In response to a parliamentary question from Fianna Fáil's Finance spokesperson Michael McGrath, Finance Minister Paschal Donohoe said there are currently 139 UK and 26 Gibraltar authorised insurance companies with "freedom of service notifications" into Ireland.
However, the Minister said that not all of these companies actually write business in Ireland.
Mr Donohoe said the Central Bank had told him that 64 UK insurance firms and 17 Gibraltar insurance firms currently have Irish policyholders.
Of these 81 companies, 12 to date have not established a presence and sought authorisation in Ireland or another EU country.
The Minister said he does not have information on the number of policyholders in those companies.
Mr Donohoe said the Central Bank is engaging with insurers and brokers on Brexit.
The Central Bank has instructed them to take "appropriate contingency measures" to ensure the continuity of services for cross-border insurance policies between the UK and other member states of the European Unon.
The companies were also told to inform their customers and beneficiaries of the implications of these contingency measures and to provide customers with clear information on the measures taken or planned and how they might affect policies.
"I understand that the Central Bank is also working closely with UK and European regulators to exchange information about firms' plans and actions needed to address any consumer protection concerns," the Minster said.

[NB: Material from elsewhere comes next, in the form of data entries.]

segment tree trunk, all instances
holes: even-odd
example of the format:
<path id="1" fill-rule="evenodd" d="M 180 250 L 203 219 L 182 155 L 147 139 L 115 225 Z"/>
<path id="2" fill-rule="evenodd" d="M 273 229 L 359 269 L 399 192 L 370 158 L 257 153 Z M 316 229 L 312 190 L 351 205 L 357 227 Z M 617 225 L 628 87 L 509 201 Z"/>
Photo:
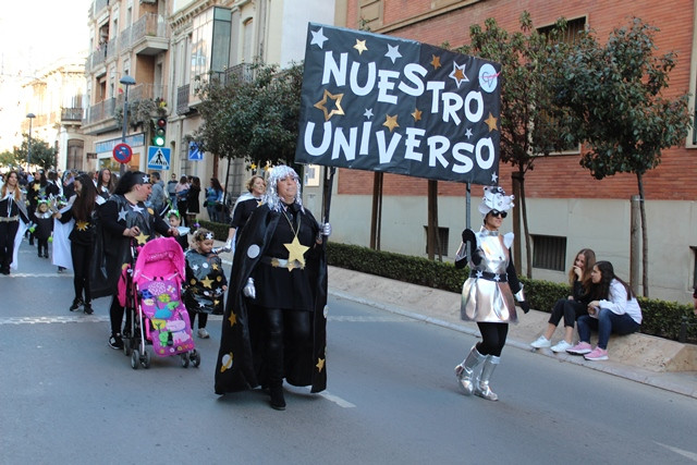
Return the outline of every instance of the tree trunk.
<path id="1" fill-rule="evenodd" d="M 636 181 L 639 185 L 639 212 L 641 216 L 641 287 L 643 295 L 649 296 L 649 238 L 646 224 L 646 198 L 644 197 L 644 176 L 636 174 Z"/>

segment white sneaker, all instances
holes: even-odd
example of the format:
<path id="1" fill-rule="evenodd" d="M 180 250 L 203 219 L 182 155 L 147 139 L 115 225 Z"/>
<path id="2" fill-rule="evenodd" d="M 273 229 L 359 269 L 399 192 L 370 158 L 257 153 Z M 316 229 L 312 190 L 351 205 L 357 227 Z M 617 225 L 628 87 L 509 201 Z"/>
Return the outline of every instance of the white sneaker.
<path id="1" fill-rule="evenodd" d="M 562 339 L 557 344 L 552 345 L 552 352 L 566 352 L 566 350 L 571 347 L 573 347 L 573 345 Z"/>
<path id="2" fill-rule="evenodd" d="M 537 338 L 537 340 L 530 342 L 530 345 L 535 348 L 543 348 L 549 347 L 550 345 L 552 345 L 552 343 L 549 339 L 540 335 L 539 338 Z"/>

The Finance Minister also told Deputy McGrath that his department and the Central Bank are working closely to protect customers of insurance products in the event of a no deal Brexit.
He said that provisions in the Withdrawal of the UK from the European Union (Consequential Provisions) Act 2019 allow for a temporary run-off regime.
This will allow certain UK and Gibraltar insurers and brokers to continue to service existing insurance contracts with Irish policyholders in the event of a no deal Brexit, he added.